In the old days when I excelled at just going so much it often startled me that people even had a name for Doing It - All I had to do was have a tiny spark of a notion and BAM an entire river's rushing waterfall of Ideas was mine for the picking & choosing.  I understood the value of covering 3/4's of the content because most of it related to ENDLESS bitching and legit yet overly lengthy frustration about an inter-city educational liaison committee I was part of for - according to my hyperbolic venting of the time - about three thousand eternities in a bureaucratic circle of hell.  It was actually a period of three and a half months according to the entries' timeline. 

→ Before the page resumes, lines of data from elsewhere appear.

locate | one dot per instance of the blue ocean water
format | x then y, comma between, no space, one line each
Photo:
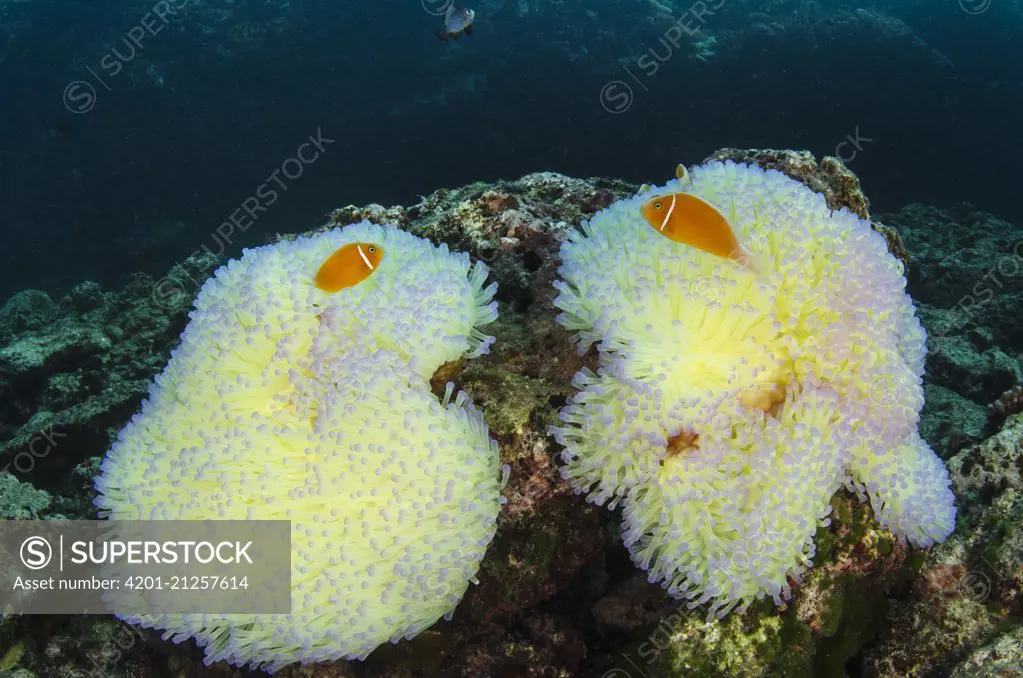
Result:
135,132
126,127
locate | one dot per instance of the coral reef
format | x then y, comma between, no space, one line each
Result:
558,593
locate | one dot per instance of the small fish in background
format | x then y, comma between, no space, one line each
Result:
456,21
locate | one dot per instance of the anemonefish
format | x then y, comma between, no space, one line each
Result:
691,220
349,265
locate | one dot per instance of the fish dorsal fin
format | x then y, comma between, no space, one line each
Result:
703,226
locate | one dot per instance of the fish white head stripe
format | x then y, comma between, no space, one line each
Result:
670,210
364,258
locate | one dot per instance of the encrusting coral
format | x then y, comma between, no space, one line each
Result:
732,401
287,402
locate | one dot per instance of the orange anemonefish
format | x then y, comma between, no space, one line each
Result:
691,220
349,265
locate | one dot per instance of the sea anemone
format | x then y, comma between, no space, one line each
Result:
287,402
734,400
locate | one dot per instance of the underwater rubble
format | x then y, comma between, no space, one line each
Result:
558,595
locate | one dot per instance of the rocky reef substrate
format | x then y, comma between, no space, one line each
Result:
559,596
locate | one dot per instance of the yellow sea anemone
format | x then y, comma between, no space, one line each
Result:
303,394
736,395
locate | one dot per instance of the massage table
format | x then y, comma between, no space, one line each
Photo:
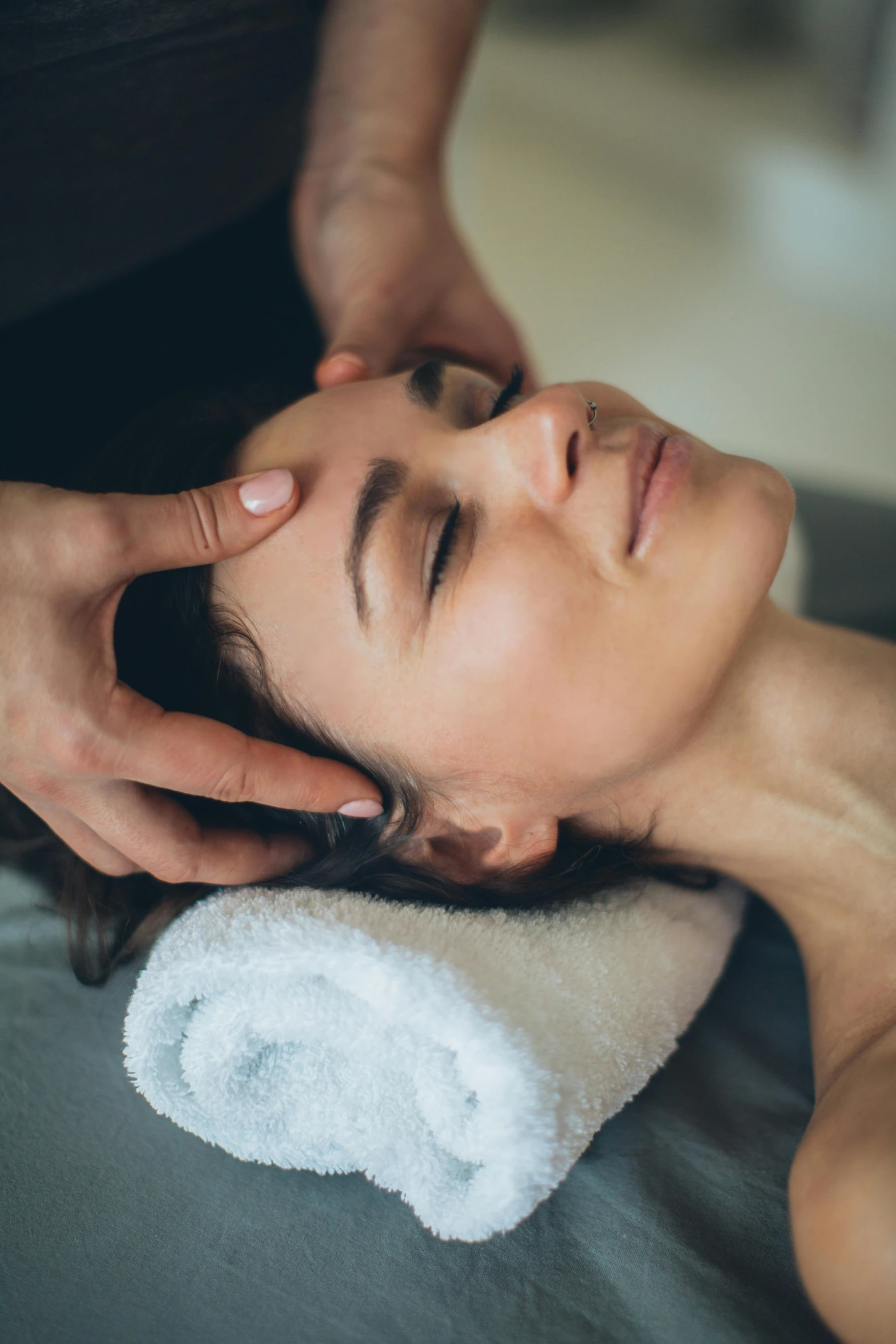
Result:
117,1227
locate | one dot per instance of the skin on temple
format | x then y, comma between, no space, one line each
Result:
574,665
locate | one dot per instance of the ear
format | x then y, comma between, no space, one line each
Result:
467,855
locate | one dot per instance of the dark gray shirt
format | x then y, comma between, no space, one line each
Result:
132,127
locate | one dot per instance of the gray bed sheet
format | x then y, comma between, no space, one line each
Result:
116,1227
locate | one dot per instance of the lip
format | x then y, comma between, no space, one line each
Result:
659,463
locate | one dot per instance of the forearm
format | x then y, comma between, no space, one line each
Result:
386,83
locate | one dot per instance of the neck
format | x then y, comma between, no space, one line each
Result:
790,786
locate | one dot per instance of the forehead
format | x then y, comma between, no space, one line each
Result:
293,588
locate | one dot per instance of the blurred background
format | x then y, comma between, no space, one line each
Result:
696,199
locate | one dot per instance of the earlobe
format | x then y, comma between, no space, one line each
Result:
465,855
528,842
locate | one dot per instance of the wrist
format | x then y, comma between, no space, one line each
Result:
320,186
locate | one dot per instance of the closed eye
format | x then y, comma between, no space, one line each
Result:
511,389
444,548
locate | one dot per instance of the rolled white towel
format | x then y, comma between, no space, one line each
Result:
461,1058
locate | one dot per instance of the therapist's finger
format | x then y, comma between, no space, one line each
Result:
159,836
139,534
78,836
191,754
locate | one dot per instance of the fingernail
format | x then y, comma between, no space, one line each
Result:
261,495
343,367
362,808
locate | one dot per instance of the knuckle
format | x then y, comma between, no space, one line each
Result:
178,870
203,520
234,785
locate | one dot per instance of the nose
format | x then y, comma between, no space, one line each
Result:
540,443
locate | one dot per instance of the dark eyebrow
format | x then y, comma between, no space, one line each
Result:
383,482
425,385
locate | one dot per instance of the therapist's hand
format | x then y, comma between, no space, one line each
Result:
89,754
390,277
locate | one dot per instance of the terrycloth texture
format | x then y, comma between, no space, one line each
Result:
464,1059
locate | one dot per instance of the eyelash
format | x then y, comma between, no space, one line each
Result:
449,532
444,548
508,392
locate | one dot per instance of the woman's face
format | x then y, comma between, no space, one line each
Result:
525,611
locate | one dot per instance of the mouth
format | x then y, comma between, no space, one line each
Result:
657,464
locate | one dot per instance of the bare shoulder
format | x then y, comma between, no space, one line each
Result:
843,1198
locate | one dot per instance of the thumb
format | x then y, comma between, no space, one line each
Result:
366,344
201,526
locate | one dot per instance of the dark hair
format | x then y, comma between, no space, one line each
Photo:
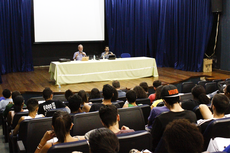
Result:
83,96
108,115
182,136
61,122
74,103
18,101
199,93
140,92
116,84
107,91
157,83
145,86
95,93
115,95
47,92
32,104
131,96
6,93
15,94
68,93
158,92
103,140
221,103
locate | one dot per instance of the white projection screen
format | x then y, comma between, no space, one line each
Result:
68,20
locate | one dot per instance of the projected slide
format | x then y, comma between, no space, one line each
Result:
68,20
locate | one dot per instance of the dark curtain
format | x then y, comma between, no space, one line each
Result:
15,36
175,32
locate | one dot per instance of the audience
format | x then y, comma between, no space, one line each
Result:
108,93
49,102
170,95
116,85
3,103
84,105
32,105
140,92
156,84
219,105
110,119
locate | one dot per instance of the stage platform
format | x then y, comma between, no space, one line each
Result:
36,81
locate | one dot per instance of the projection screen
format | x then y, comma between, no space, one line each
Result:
68,20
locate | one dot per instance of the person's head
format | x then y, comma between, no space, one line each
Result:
131,96
80,47
94,93
15,94
83,96
6,93
145,86
107,91
103,140
140,92
199,93
108,115
116,84
68,93
220,104
47,93
75,102
61,123
156,84
18,103
170,94
32,105
182,136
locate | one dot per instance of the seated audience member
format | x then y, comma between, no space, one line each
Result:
75,103
156,84
108,93
84,105
199,97
79,54
61,124
94,94
145,86
219,104
183,137
106,53
68,93
103,140
131,97
110,119
3,103
116,85
140,92
170,95
49,102
32,106
157,97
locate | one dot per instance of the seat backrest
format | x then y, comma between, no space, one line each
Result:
139,140
217,128
186,87
210,87
69,147
132,117
85,122
31,132
143,101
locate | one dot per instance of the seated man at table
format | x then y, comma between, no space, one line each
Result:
106,53
79,54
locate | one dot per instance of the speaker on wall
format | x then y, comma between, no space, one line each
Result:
216,5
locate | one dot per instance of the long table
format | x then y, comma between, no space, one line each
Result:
102,70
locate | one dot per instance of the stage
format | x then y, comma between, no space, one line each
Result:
36,81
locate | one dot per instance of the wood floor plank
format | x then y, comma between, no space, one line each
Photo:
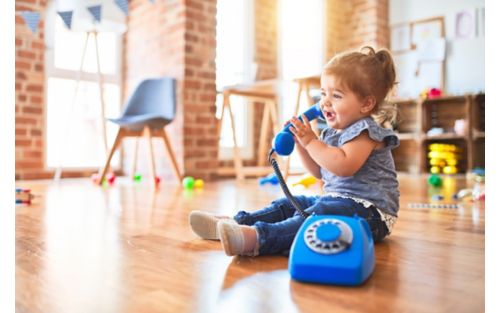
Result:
129,248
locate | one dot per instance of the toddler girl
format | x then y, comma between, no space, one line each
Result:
352,156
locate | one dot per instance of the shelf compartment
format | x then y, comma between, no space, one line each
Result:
408,121
406,157
478,147
443,112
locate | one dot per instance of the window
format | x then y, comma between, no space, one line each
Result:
301,49
234,66
74,125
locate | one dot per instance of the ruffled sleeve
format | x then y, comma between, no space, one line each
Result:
375,132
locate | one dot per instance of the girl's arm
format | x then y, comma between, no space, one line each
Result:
343,161
311,166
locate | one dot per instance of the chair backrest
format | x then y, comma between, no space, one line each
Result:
153,96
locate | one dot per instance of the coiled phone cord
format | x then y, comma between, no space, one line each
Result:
284,187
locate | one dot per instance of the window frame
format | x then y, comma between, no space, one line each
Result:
247,148
51,71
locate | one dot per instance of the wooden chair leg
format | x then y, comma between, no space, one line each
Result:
134,164
170,151
238,163
152,167
261,157
116,144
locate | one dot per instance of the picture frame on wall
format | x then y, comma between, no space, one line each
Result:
426,29
401,38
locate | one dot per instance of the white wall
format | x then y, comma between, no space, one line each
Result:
464,57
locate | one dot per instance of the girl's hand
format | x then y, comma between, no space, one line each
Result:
302,131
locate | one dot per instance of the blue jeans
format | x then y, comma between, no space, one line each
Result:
278,223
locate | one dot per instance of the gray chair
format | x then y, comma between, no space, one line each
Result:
151,107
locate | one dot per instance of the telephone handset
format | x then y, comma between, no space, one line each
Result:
283,143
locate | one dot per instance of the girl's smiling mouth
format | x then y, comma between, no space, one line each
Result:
329,116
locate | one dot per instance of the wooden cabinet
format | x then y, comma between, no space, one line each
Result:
426,121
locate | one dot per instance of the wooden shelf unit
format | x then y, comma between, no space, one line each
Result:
418,116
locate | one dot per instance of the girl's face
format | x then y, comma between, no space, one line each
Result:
340,106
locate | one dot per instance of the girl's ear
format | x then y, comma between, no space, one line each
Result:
368,104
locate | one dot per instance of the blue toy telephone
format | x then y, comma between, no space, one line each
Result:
332,249
328,249
283,143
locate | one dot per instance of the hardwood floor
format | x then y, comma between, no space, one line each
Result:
127,248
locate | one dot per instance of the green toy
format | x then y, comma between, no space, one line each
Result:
435,180
188,182
137,177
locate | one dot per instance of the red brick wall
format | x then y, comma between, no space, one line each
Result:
30,94
369,24
177,38
338,16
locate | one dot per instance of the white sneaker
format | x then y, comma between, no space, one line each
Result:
204,224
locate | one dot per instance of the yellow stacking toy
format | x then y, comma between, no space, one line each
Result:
443,158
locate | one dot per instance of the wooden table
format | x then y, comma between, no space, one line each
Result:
265,91
262,91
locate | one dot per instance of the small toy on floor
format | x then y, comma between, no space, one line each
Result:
190,183
109,179
433,206
24,196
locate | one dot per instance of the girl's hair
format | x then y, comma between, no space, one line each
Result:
367,73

live and learn.  in oh so many ways.  In my efforts I worked with papers I'd made in a Cambridge adult education class during the time frame in which I'd kept this journal.  Within its original pages I expressed Very Upset-ness that I hadn't enjoyed said workshop and that its unpleasantly messy nature was compounded by my good neighborliness helping out the teacher for 20 crucial opening minutes that left me and another oh-sure amiable classmate SOL when it came to working with the "good" color dyeing options.  Nonetheless I persevered in re-writing even that undeniable shard of reality - thrilled that I'd kept these papers for so long even though every time I came across them I curled inward with dislike and silently urged myself to toss 'em and be glad.  Because now I had walnut ink spray inks to alter the colors.  And lordy lou - I had me a mess of stencils as well.

Celebrations

I wound up equally thrilled that i could never convince myself to trade-away my few remaining scraps of a fabric I used to make trousers I wore to the point of shredding 14 years later.  I also commemorated an event this journal time frame didn't include but it WOULD happen right on the cusp of my feeling so unEmpowered and trapped in place:  a carefully planned creative celebration I co-hosted there in the same space where I cried the blues about people I wrote of endlessly then but now cannot pull up a face or any other detail about a single one of their names.

Coyoteexcellence

Evolve

Savortheseason

Many of the papers and images, as well as the interests and fascinations implied by both colors and content, were collected and saved/initiated in the time frame I'd been so startled and ultimately disappointed to realize I wasn't very much enjoying - allowing myself to enjoy - knowing HOW to enjoy -  while being smack-dab in middle of the supposedly best years of my life.  I recall fully realizing I should be enjoying them.  I also didn't go much more than a couple of hours without considering myself immeasurably fortunate and blessed.  but I was so freakin' frustrated, concurrently, by so many things involved with big city reality that I am not sure why I contributed heavily to our Legend's narrative of having been thriving there.

Paperbase

Things I instinctively saved from that time now mingle freely with representations, and materials, from the present tense.  I focused on things Back Then me would have loved too much to let terminal over-stimulation and circumstantial overwhelm keep me from smiling and playing.  Are you kidding me?  I would have bucked-up ten ways from Sunday if I'd had even a glimmer of knowing what was in store when I was moving in on being twice the age I was then.

Getrightoutside

Above:  a close-up shot of a still unfinished page.   The gift paper was saved from my birthday.  I remember quite clearly how thrilled I was to see the wrapping - already planning to squirrel-aside a section before the package was directly offered to me.  Have zero recall what the gift was or who gave it to me.  The paper Thing was already quite well established and I'm glad because it's enriched my ongoing collaging experience.

Butforgetsoon

Verybusy

Unfortunately a lot of broad strokes weren't destined to be hunky dory for Future me because, of course, I live on this planet in these times.  It took me a long while to decide exactly what kind of warning/check I might have wished I could receive if I could have seen what was coming clearly enough to realize I really needed to pay a lot more attention to things Beyond.